Luego transcurrieron algunos minutos en que se hablaron cosas sin sentido, en que se rió de buena gana algún chiste de moda, hasta que la cercanía de Wilma se fue haciendo cada vez más evidente. Entonces, Raúl abrió una botella de vino tinto y le alcanzó una copa a medio llenar. Se sirvió una para él, chocó las copas y dijo:

-Hoy brindaremos por la amistad, por la felicidad y por el amor-, Raúl se detuvo un instante, para luego señalar –¡¡Salud!!-.

Después del primer sorbo, Raúl continuó con la copa pegada a sus labios, hasta que comenzó a musitar:

-Te dije que me tienes muy complicado. Estoy sintiendo cosas por ti, y no sé qué cosas son y esa sensación no me gusta. No me gusta convivir con lo que no es evidente, con lo que no está claro o no es concreto. Me inseguriza todo lo que no puedo manejar o, por lo menos, todo lo que no logro comprender cómo funciona.

Wilma Isabel solo miraba en silencio, porque algo en el ambiente le sugería que ese no era el minuto de hablar.

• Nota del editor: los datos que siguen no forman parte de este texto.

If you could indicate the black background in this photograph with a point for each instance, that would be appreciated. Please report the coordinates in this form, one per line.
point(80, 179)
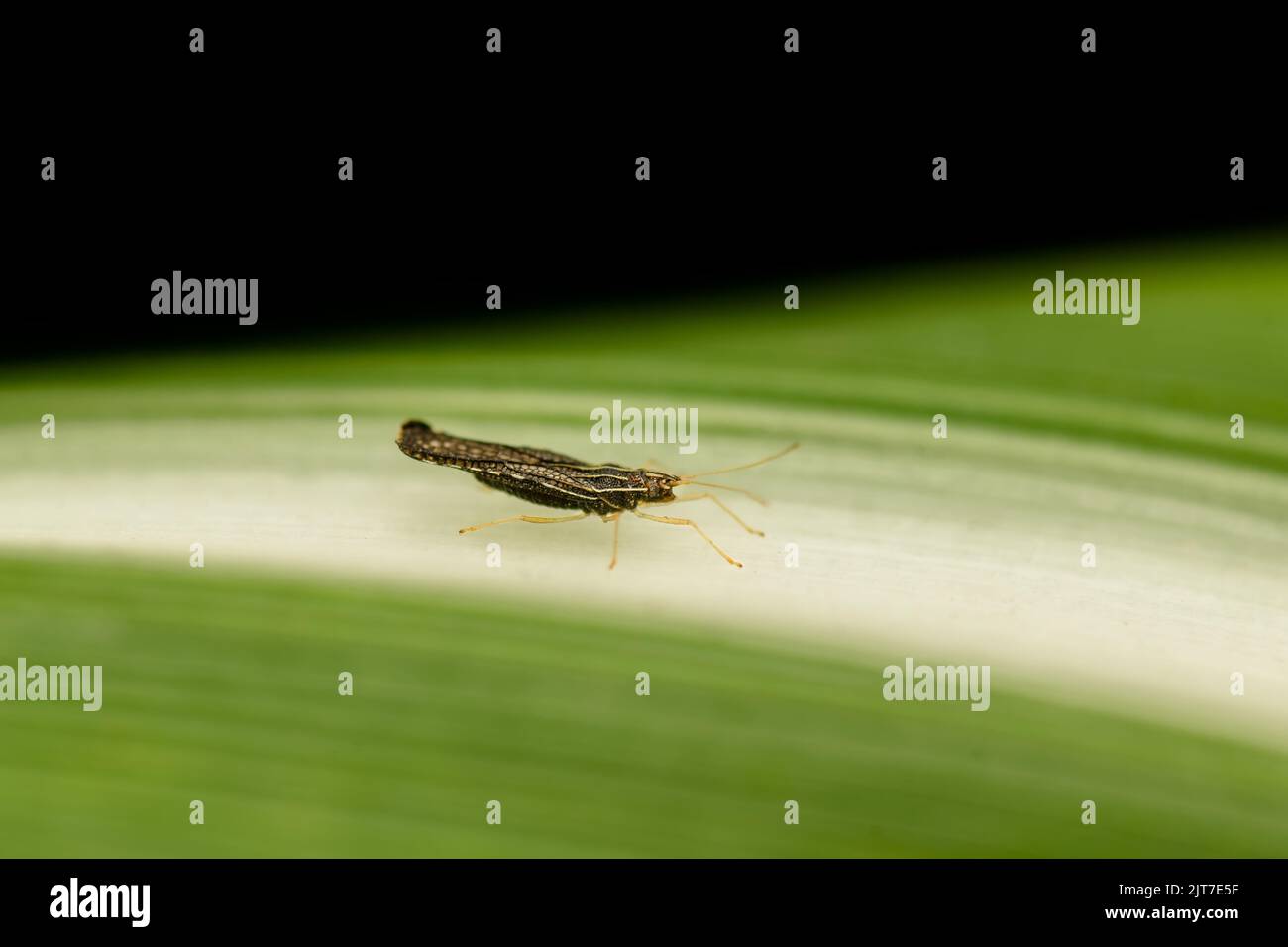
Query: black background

-Mira, te voy a abrir mi corazón, porque sé que eres una mujer en la que se puede confiar- argumentó Raúl y agregó inmediatamente –vengo saliendo de una relación que no funcionó y que me provocó mucho dolor. Y esto está fresquito… hace sólo tres semanas atrás- dejó pasar un nuevo momento de silencio, antes de continuar-. Me engañó con otro… se fue con otro, así como si nada, después de tantos meses. Como si nuestra relación no hubiera valido nada. Bueno, para mí sí tuvo un valor muy especial.

Wilma no podía entender que en los tres meses que convivió cotidianamente con Raúl en el staff, no se hubiera enterado de ninguna situación que le hiciera saber que mantenía una relación amorosa.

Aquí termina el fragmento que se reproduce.